Ryld frunció el entrecejo mientras se exprimía el cerebro en busca de inspiración. Con Pharaun inmóvil tendría que inventarse una historia para distraer al renegado y confiar en que el mago hiciera algo rápidamente.
—De acuerdo. No tengo elección. No lejos del Bauthwaf hay la entrada a un túnel que conduce a los niveles más profundos de la Antípoda Oscura, donde ni siquiera los drows…
—¿Qué tiene eso que ver con que los maestros de armas maten esclavos? —le interrumpió el guardián.
—Escucha y lo sabrás. Al fondo del túnel hay un mineral que no he visto en ningún otro lugar… —Por fin Pharaun movía los pies. Ojalá que el renegado no se diera cuenta—. Pues bien, si aplastas la roca hasta convertirla en polvo…
—¡Eh!
Evidentemente, la visión periférica del guardián era casi tan buena como la de Ryld, pues se volvió bruscamente hacia Pharaun. Pero ya era tarde. Una mano incorpórea de pálida luz amarilla se materializó a un lado del renegado y le dio un empujón.
Por efecto del impulso trastabilló hacia Ryld. El maestro de armas lo agarró y le golpeó la cabeza contra el muro hasta que en la piedra apareció una mancha pegajosa. Entonces registró el cadáver y encontró un manojo de llaves metido en el cinturón.
El guerrero descubrió la que abría sus grilletes y los de su amigo. El mago flexionó los dedos para activar de nuevo la circulación, se sacó un pañuelo de seda de la manga y se limpió con pequeños toques la sangre que tenía a ambos lados de la boca.
—Creo que voy a establecer una nueva escuela de magia —comentó—. Podomancia: hechicería con los pies.
—¿Por qué has esperado tanto antes de lanzar el conjuro?
—Buscaba las llaves. Hubiera sido inútil atacarlo si no tenía las llaves para liberarnos de las cadenas. La capa las ocultaba, y por eso me ha costado localizarlas.
—Estaba seguro de que te había pasado algo. ¿Estás listo para sacarnos de aquí?
—Enseguida lo estaré —replicó Pharaun, mientras se ponía los calcetines y las botas—. Todo ha salido a pedir de boca, ¿no te parece? Hemos obtenido la información que buscábamos y nos escaparemos, tal como teníamos planeado.
—No planeamos tener que escapar sin nuestro equipo.
—Por favor, no insistas en lo evidente, o la conversación será muy aburrida. Por cierto, ¿dónde estamos exactamente? ¿Dónde está la salida más próxima?
—No lo sé. Me dieron un porrazo en la cabeza antes de traernos aquí. Creo que estamos dentro del techo de la caverna.
—Así pues, tendremos que descender bastante para encontrar una ventana o un balcón, aunque es posible que demos con una puerta o un túnel.
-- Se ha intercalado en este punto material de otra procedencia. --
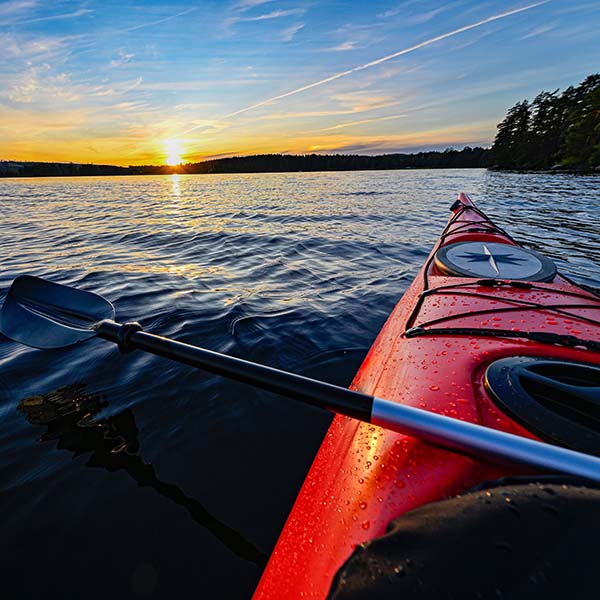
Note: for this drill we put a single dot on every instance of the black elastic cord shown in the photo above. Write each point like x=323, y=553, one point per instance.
x=124, y=336
x=543, y=337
Ryld se apropió de las armas y el piwafwi del renegado muerto. La capa le quedaba muy pequeña, pero de todos modos le proporcionaría algo de protección. Por desgracia, la cota de malla, por su tamaño, no le serviría de nada.
—¿No me dejas nada a mí? —inquirió Pharaun.
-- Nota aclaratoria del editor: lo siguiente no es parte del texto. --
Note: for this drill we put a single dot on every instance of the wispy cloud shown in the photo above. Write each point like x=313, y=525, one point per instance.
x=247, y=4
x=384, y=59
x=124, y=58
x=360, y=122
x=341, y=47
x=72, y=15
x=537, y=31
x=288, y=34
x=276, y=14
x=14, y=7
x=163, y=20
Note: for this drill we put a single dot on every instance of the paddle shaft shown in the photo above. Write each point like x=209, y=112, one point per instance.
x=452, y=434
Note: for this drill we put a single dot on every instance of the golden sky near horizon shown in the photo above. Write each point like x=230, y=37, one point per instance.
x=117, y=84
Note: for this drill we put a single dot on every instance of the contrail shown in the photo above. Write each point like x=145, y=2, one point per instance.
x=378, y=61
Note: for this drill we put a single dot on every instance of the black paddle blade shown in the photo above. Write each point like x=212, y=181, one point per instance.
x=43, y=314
—El guerrero soy yo, y yo iré delante.
—Bueno, si es así…
—Vámonos.
Ambos maestros se levantaron. Ryld se sintió mareado y se tambaleó, pero logró recuperar el equilibrio. Al dirigirse hacia la puerta, algo sucedió. Era como un clarín de trompeta y una luz blanca, y al mismo tiempo no lo era. El guerrero no sabía qué era eso, sólo que lo dejó clavado en el suelo hasta que cesó.
—¿Qué ha sido eso? —preguntó.
—La llamada —contestó Pharaun—. Estamos tan cerca de la fuente que, aunque no seamos goblins, incluso nosotros la hemos sentido. Los esclavos se sublevan.